650 Fairview Ave Corning Multifamily Investment Opportunity

This 26-unit property anchors a neighborhood with 92.3% occupancy and nearly 50% renter concentration, supporting stable multifamily demand in Corning's compact rental market, according to CRE market data from WDSuite.

Overview

The property sits within an inner-suburb neighborhood rated B+ among 30 neighborhoods in the Red Bluff, CA metro area. Within a 3-mile radius, the population of approximately 9,800 residents is projected to grow 8.6% by 2028, with household counts forecast to expand 37.5%—supporting a larger tenant base and sustained rental demand. The neighborhood's renter-occupied share of 49.9% ranks 2nd among metro neighborhoods (88th percentile nationally), reflecting a deep pool of rental households and consistent reliance on multifamily housing.

Median household income within the 3-mile radius stands at approximately $60,800, with projections indicating a 31.6% increase to roughly $80,000 by 2028. Median contract rent is currently $822, forecast to rise 61.7% to $1,329 over the same period. The neighborhood's rent-to-income ratio of 0.21 ranks 16th of 30 metro neighborhoods, suggesting manageable affordability for tenants and supporting retention. Median home values of approximately $252,000 rank in the 51st percentile nationally; elevated ownership costs relative to local incomes reinforce rental demand and limit competition from ownership pathways.

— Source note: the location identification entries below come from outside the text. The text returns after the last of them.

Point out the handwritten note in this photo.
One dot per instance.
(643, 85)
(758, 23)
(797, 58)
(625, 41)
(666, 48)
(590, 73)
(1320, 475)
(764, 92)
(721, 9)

Neighborhood-level occupancy of 92.3% ranks 12th of 30 metro neighborhoods (56th percentile nationally), demonstrating above-median performance and absorption stability. The property was built in 1973, older than the neighborhood's 1967 average construction year (30th percentile nationally for vintage). This vintage profile presents potential value-add or renovation upside for investors seeking to reposition units and capture rent growth as the market strengthens.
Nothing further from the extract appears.